10. The difference of opinion amongst the various High Courts on this aspect of the matter is that Section 77 of the Act is a complete code in itself providing for the enforcement of a right to get a document registered by filing a civil suit which but for the special provision of that Section could not be maintainable. Several difficulties have been considered in these decisions, such as, when the time has expired since the date of the execution of the document whether there could be a decree to direct the Sub-Registrar to register the document. On the other hand, it has also been noticed that an agreement for transfer of property implies a contract not only to execute the deed of transfer but also to appear before the registering officer and to admit execution thereby facilitating the registration of the document wherever it is compulsory. The provisions of the Specific Relief Act and the Registration Act may to a certain extent cover the same field but so that one will not supersede the other. Where the stage indicated in Section 77 of the Act has reached and no other relief except a direction for registration of the document is really asked for, Section 77 of the Act may be an exclusive remedy. However, in other cases it has no application, inasmuch as a suit for specific performance is of wider amplitude and is primarily one for enforcement of a contract and other consequential or further relief. If a party is seeking not merely the registration of a sale deed, but also recovery of possession and mesne profits or damages, a suit under Section 77 of the Act is not adequate remedy.

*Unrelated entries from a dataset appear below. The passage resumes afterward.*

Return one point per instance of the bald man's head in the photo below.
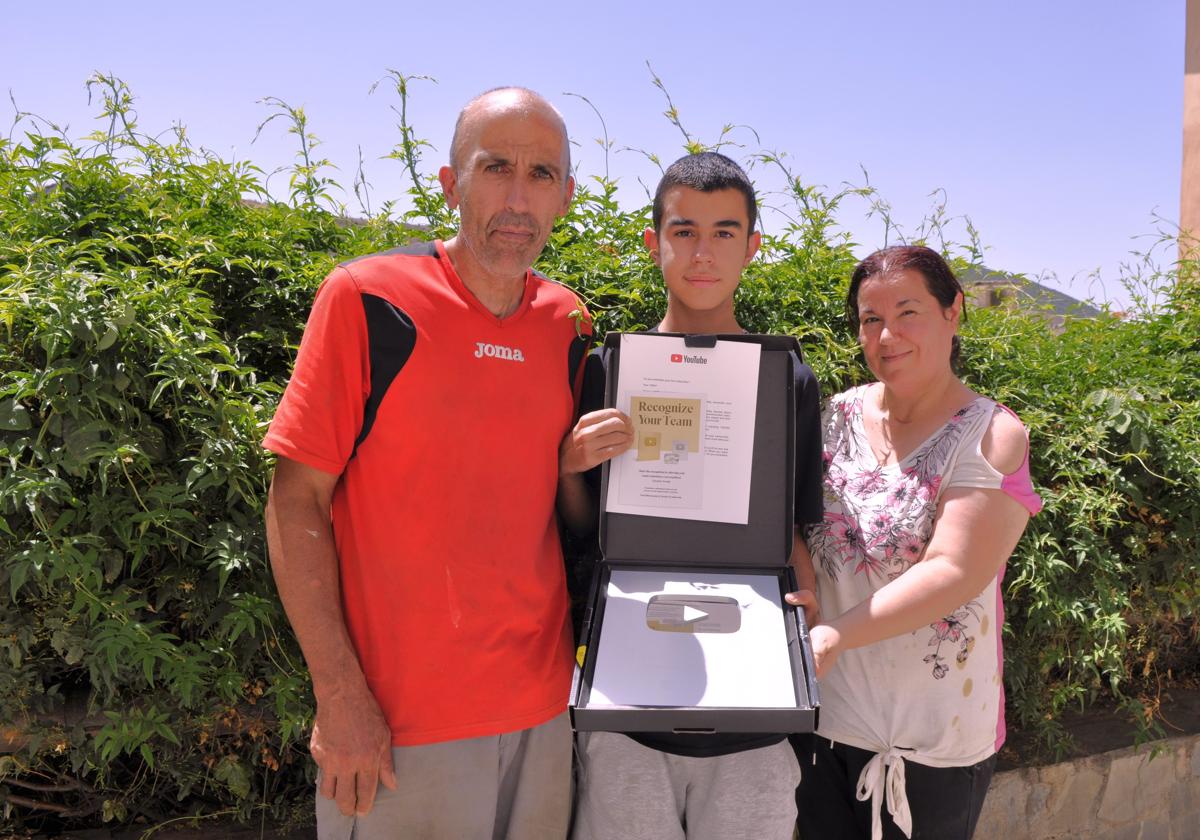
(504, 100)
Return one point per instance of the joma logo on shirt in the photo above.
(498, 352)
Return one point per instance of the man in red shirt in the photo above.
(411, 520)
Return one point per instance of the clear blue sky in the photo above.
(1055, 126)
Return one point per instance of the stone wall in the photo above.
(1135, 793)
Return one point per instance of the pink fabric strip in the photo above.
(1020, 485)
(1001, 727)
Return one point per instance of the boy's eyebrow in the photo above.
(679, 222)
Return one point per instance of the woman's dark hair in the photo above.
(940, 281)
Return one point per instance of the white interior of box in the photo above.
(688, 665)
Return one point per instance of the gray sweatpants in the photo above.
(633, 792)
(515, 786)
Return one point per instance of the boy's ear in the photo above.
(753, 244)
(652, 245)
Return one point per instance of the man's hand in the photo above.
(352, 745)
(595, 438)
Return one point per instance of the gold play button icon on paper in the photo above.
(693, 613)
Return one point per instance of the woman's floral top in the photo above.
(935, 695)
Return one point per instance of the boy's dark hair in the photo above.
(706, 172)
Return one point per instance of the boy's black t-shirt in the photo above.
(809, 509)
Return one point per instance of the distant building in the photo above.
(987, 287)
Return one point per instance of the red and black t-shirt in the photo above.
(443, 423)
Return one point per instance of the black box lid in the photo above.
(766, 540)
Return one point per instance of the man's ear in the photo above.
(449, 181)
(568, 197)
(753, 244)
(652, 245)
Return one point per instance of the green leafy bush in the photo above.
(150, 315)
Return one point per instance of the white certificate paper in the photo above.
(651, 657)
(694, 413)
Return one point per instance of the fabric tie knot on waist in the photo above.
(885, 775)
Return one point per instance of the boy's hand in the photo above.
(595, 438)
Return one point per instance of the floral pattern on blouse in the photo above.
(880, 519)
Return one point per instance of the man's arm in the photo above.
(595, 438)
(351, 739)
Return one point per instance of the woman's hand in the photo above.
(807, 599)
(826, 647)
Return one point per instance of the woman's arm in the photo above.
(975, 533)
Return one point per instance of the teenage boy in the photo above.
(664, 786)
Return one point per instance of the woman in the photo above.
(927, 493)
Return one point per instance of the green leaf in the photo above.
(13, 417)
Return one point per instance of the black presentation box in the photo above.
(697, 551)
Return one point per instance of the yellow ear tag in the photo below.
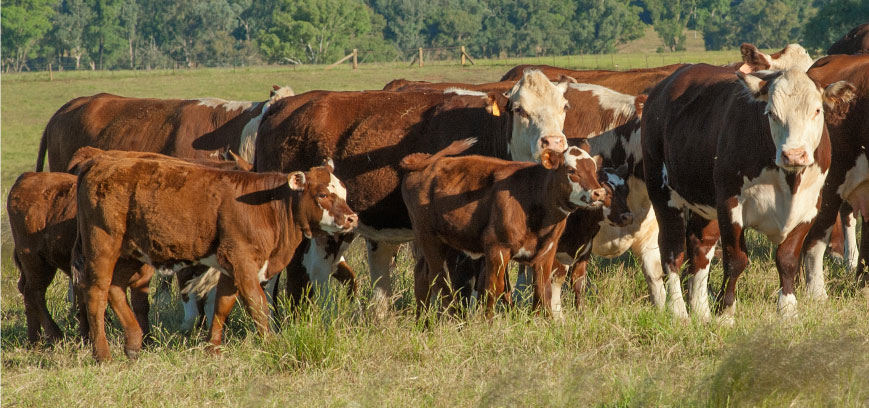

11. The analysis of the provisions of S. 77 of the Act made by us above would indicate that it would apply only if a matter is pertaining to registration of a document and not for a comprehensive suit as in the present case where the relief prayed for is directing the defendant to register the sale deed dated July 2, 1979 in favour of the plaintiff in respect of the plaint schedule property and if he so fails to get a registration in favour of the plaintiff for permanent injunction or in the alternative for delivery of possession of the plaint schedule mentioned property. The document has not been presented by the respondent to the Sub-Registrar at all for registration although the sale deed is stated to have been executed by the appellant as he refuses to cooperate with him in that regard. Therefore, various stages contemplated under Section 77 of the Act have not arisen in the present case at all. We do not think in such a case when the vendor declines to appear before the Sub-Registrar, the situation contemplated under Section 77 of the Act would arise. It is only on presentation of a document the other circumstances would arise. The First Appellate Court rightly took the view that under Section 49 of the Act the sale deed could be received in evidence to prove the agreement between the parties though it may not itself constitute a contract to transfer the property. The said Court noticed that there was an agreement to transfer the immovable property in the suit by the defendant to the plaintiff on the terms stated in the sale deed. Such an agreement to sell the immovable property in suit could be specifically enforced under the provisions of the Specific Relief Act. Therefore, the First Appellate Court was of the opinion that the plaintiff was alternatively entitled to base his claim of specific performance on the pleaded oral agreement to sell and, inasmuch as there are further reliefs sought for, it was a comprehensive suit including a relief for specific performance of a contract contained in the sale deed executed, but not registered and, therefore, held that such relief for specific performance could be granted.

12. In the circumstances, we are of the opinion that the First Appellate Court and the High Court were justified in upholding the claim of the plaintiff. Thus we find no merit in the appeal and the same, therefore, stands dismissed with costs throughout.